ANTS Profiler helped us fix a problem in minutes that would have taken us weeks to track down. If only we'd thought of it before the competition, we would most likely have finished the entire race and had a chance at the top prize money.

All this stuff sounds either very naive or very marketing. You choose.

Re:As a C kernel programmer...

[maxwell demon]

As user of programs written in GCed languages, in my experience usually they are bad memory hogs. And don't tell me that memory is cheap. People constantly forget that we are not any more in the days of DOS, where there was essentially only one program running at any time.

Re:Shasdotvertisiment at is best

[Bill Dog]

...the whole thing in C++ and use valgrind instead.

Or better yet, in C++ and use the RAII idiom. I.e. utilize the power of deterministic destruction, that C# and Java lack, to arrange it so that resources, including but not limited to just memory, are auto-freed. (You *can* run into this same kind of problem using reference-counted smart pointers in C++, but happily much of the time they aren't needed.)
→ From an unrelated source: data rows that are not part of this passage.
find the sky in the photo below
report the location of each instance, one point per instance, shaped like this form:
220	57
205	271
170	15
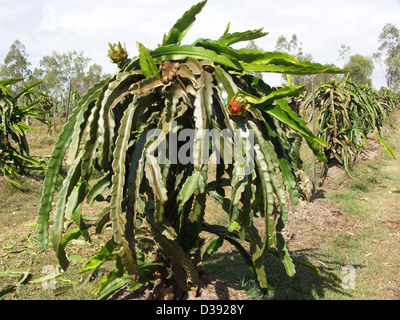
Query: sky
44	26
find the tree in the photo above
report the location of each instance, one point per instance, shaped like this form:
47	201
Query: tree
389	51
294	47
14	109
16	64
361	68
252	45
344	51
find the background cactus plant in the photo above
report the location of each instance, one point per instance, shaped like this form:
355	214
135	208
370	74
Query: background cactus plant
157	209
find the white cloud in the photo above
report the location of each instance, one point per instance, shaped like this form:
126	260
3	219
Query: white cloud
44	26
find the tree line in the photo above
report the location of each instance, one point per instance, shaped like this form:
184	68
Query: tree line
62	75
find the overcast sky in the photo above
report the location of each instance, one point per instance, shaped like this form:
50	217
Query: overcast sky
83	25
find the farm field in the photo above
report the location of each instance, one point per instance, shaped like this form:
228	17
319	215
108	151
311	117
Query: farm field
192	172
350	222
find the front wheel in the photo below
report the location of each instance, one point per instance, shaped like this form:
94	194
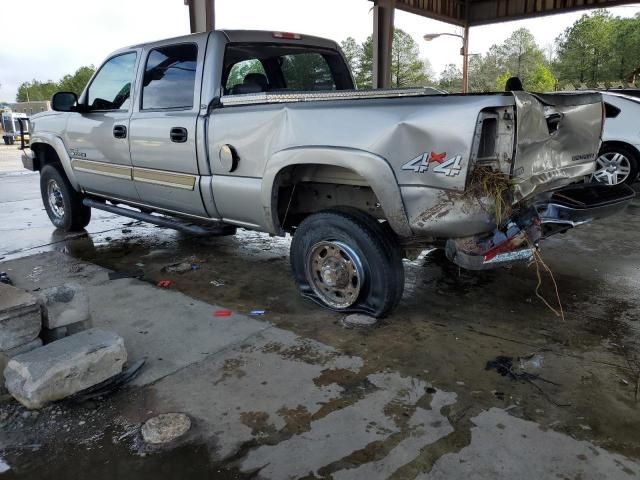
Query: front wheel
348	262
62	203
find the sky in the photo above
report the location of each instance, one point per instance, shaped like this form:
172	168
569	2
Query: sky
61	36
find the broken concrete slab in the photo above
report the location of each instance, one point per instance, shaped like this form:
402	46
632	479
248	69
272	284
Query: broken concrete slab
66	304
522	449
171	331
20	317
9	354
65	367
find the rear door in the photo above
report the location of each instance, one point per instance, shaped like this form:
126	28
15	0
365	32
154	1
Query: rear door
98	140
163	126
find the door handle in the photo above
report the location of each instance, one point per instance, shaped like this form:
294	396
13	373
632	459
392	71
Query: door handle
178	134
120	131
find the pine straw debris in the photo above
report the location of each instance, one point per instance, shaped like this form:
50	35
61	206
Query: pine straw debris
486	183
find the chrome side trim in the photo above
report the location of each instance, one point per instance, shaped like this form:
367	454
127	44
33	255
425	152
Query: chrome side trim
146	175
168	179
283	97
100	168
150	207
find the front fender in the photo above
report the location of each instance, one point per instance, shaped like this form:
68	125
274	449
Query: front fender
374	168
57	144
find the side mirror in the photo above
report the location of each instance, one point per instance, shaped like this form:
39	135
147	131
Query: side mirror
64	101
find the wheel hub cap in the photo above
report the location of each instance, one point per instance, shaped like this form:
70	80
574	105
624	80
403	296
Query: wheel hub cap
612	168
335	273
56	202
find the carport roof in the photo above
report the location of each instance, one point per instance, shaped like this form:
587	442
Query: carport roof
482	12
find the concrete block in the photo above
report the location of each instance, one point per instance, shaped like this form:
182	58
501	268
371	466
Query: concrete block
20	317
9	354
66	304
49	335
65	367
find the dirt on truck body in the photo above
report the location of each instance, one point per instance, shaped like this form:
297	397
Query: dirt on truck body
264	130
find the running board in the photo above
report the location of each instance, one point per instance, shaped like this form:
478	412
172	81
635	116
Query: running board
217	229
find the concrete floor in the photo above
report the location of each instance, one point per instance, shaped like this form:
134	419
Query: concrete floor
294	394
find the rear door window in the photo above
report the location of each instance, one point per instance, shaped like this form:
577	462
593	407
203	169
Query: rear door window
170	77
266	67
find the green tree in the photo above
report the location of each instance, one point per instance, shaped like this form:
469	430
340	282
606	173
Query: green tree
451	79
407	68
541	80
501	81
75	83
520	54
585	48
352	52
36	90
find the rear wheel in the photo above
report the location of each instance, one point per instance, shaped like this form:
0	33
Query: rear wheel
616	164
347	261
62	203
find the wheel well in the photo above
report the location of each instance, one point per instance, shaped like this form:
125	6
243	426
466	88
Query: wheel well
300	190
45	154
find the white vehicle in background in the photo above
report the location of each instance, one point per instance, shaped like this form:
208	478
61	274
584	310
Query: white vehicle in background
15	127
619	156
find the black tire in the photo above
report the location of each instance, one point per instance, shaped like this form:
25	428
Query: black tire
73	216
358	240
627	152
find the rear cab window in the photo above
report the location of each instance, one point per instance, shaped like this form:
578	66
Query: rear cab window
266	67
170	77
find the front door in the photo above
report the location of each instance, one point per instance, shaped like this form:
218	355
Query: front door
163	127
98	138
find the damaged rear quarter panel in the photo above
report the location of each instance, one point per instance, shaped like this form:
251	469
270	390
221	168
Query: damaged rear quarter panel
545	159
Re:Stupid Slashdot headline

[blowdart]

I think you're getting hung up on the method name. There is no standard "delete" function that marks something as unused (dispose on the other hand sort of gets there). The article itself is unclear but I would assume that they were simply deleting the collision objects from a collection of potential hazards. Whilst that would remove the object from the collection itself it is *not* a delete. As references to the object existed elsewhere the object still exists (look ma, no null pointer exceptions) no delete happens. You cannot specifically say to the GC "We're done with this, delete it", the GC sweeps on a regular basis looking for objects with no references.

Would you really want the GC deciding that just because an object is no longer part of a collection it's safe to unsubscribe it from events and delete it? I know I wouldn't.

Re:Stupid Slashdot headline

[slashdot.org]

Of course you can have a memory leak in a managed language! Any Java programmer who's decent understands that.

Decent programmers might understand that, but let's be honest, it's not like Java (and other GC languages) haven't been presented as if memory leaks were a thing of the past.

As a matter of fact, some people will probably still claim that it's technically not a memory leak, but instead an object life-span issue.

What surprises me is that outspoken proponents of managed languages use the garbage collection so often as a good thing, as if now you can be a sloppier programmer and get away with it.

In reality you have to identify/control the lifespan of objects anyway, so I personally never understood what the big deal is about freeing memory manually. Not to mention that memory leaks in say, C++ code, really aren't that hard to find. The tools have become pretty freakin decent.

And also not to mention that garbage collection might be handy for memory, but memory is only one of a plethora of resources that can be leaked. And since for many resources it isn't nearly as appropriate to 'lazy' free them, as a programmer you still have to be aware of the allocate/free paradigm. (as just one silly example, it would suck if you wouldn't be able to explicitly close a file, because you can't delete it before it's closed)

In other words, you are right. Of course you can have memory leaks in garbage collected languages. And I wish people would stop using GC as an argument why languages as Java are so much better to use than C++.

Re:Slashvertisement

[WeirdJohn]

The whole 'reboot to fix it' is a methodology that we're going to see more and more of, as students who have only ever been exposed to windows platforms become more and more pervasive.

Kinda scary when they start writing systems for medical applications, industrial controllers and power supply chain management, let alone nationwide air traffic monitoring or emergency services interactions management.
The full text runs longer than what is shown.